Going to have to disagree on the backup test. Opus flamingo is actually on the pedals and seat with functional spokes and beak. In terms of adherence to physical reality Qwen is completely off. To me it's a little puzzling that someone would prefer the Qwen output.
I'd say the example actually does (vaguely) suggest that Qwen might be overfitting to the Pelican.
For coding, qwen 3.6 35b a3b solved 11/98 of the Power Ranking tasks (best-of-two), compared to 10/98 for the same size qwen 3.5. So it's at best very slightly improved and not at all in the class of qwen 3.5 27b dense (26 solved) let alone opus (95/98 solved, for 4.6).

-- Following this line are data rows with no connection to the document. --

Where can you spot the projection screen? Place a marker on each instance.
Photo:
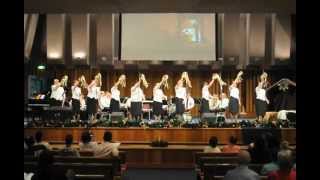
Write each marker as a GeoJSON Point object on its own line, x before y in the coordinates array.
{"type": "Point", "coordinates": [166, 37]}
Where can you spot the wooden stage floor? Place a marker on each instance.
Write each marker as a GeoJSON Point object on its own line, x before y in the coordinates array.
{"type": "Point", "coordinates": [172, 135]}
{"type": "Point", "coordinates": [183, 142]}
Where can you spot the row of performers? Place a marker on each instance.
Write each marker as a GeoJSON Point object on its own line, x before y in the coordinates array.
{"type": "Point", "coordinates": [183, 100]}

I understand the 'fun factor' but at this point I really wonder what this pelican still proofs ? I mean, providers certainly could have adapted for it if they wanted, and if you want to test how well a model adapts to potential out of distribution contexts, it might be more worthwhile to mix different animals with different activity types (a whale on a skateboard) than always the same.
I'm currently testing Qwen3.6-35B-A3B with https://swival.dev for security reviews.
It's pretty good at finding bugs, but not so good at writing patches to fix them.
That's not surprising; Opus & Sonnet have been regressing on many non-coding tasks since about the 4.1 release in our testing
I'm really curious about what competes with Claude Code to drive a local LLM like Qwen 3.6?
I've been using Qwen3.5-35B-A3B for a bit via open code and oMLX on M5 Max with 128Gb of RAM and I have to say it's impressively good for a model of that size. I've seen a huge jump in the quality of the tool calls and how well it handles the agentic workflow.
That Qwen flamingo on the unicycle is actually quite good. A work of art.
How about switching to MechaStalin on a tricycle? It gets kind of boring.